Please use the space provided to explain your answers to the questions above. You may also include additional comments for the author, including concerns about dual publication, research ethics, or publication ethics. (Please upload your review as an attachment if it exceeds 20,000 characters)

Reviewer #1: In this manuscript, the authors report an interesting method High-Throughput Transposon Mutagenesis (HTTM) protocol which is robust and inexpensive. HTTM reliably provides provides high insertion densities with impressive reproducibility. This article is important to the researchers in Transposon Insertion Sequencing field and will help progress the field forward. There are, however, several issues in the review that require the author's attention.

1、 Introduction.

“The combination of transposon mutagenesis with next-generation sequencing” should be described as “Transposon-insertion sequencing (TIS) methods” not “Tn-seq”.

Tn-seq based on the assembly of a saturated Mariner transposon (not Tn5) insertion library was presented by Tim van Opijnen and Henry L. Levin. Transposon sequencing (Tn-Seq), transposon-directed insertion site sequencing (TraDIS), insertion sequencing (INSeq) and high-throughput insertion tracking by deep sequencing (HITS) are four variations on the TIS method. Authors may refer to recent reviews by Amy K. Cain et al. and Tim van Opijnen et al., doi: 10.1038/s41576-020-0244-x, doi: 10.1146/annurev-genet-112618-043838.

2、 A transposon mutagenesis plasmid contains an oriTRP4 sequence enabling its conjugative transfer into bacterial cells targeted for mutagenesis to generate the huge number of mutants. The question is whether we can confirm that each bacterium carries only one single transposon insertion. We know, if a bacterium contains multiple gene mutations it may misestimate the fitness of gene after library selection. In Tn-seq technology, in vitro transposition and subsequent transformation are both low-frequency events, so it is believed that the overwhelming majority of transformants harbor single transposon insertions.

3、HTTM depends on the frequency of conjugative transfer of RP4 plasmid between bacteria, so can it be easy applied to other microbial species?

Reviewer #2: General comments:

Transposon mutagenesis coupled with next-generation sequencing (Tn-seq) has been a powerful high-throughput genetic screening method for functional genomics in bacteria. However, the generation of mutant libraries can be labour intensive and expensive. In this manuscript, the authors offer a complete protocol from making mutant library, DNA extraction to Illumina sequencing which is claimed to reduce cost and labour. While I have no major issues with the protocol and its feasibility, I do have several minor points that could benefit from further clarification.

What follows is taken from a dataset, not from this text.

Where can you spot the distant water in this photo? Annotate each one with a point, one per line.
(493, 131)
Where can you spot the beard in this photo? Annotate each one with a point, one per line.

1. Estimation of independent mutants: the authors stated that from each agar plug, they could obtain ~15 million mutants. I assume that this number was simple obtained by CFU count and a fair number of these CFU were siblings, leading to the “inflated” number of ~15 million mutants, yet when sequenced only showed ~261,309 insertion sites. If we assume that one insertion site represents one independent mutant, then the initial estimation of 15 million mutants is >50x over. Indeed, based on the statement in lines 230-231, I would interpret that I will need to pool 3-4 replicates to obtain a well-saturated mutant library. This should be clarified in the manuscript.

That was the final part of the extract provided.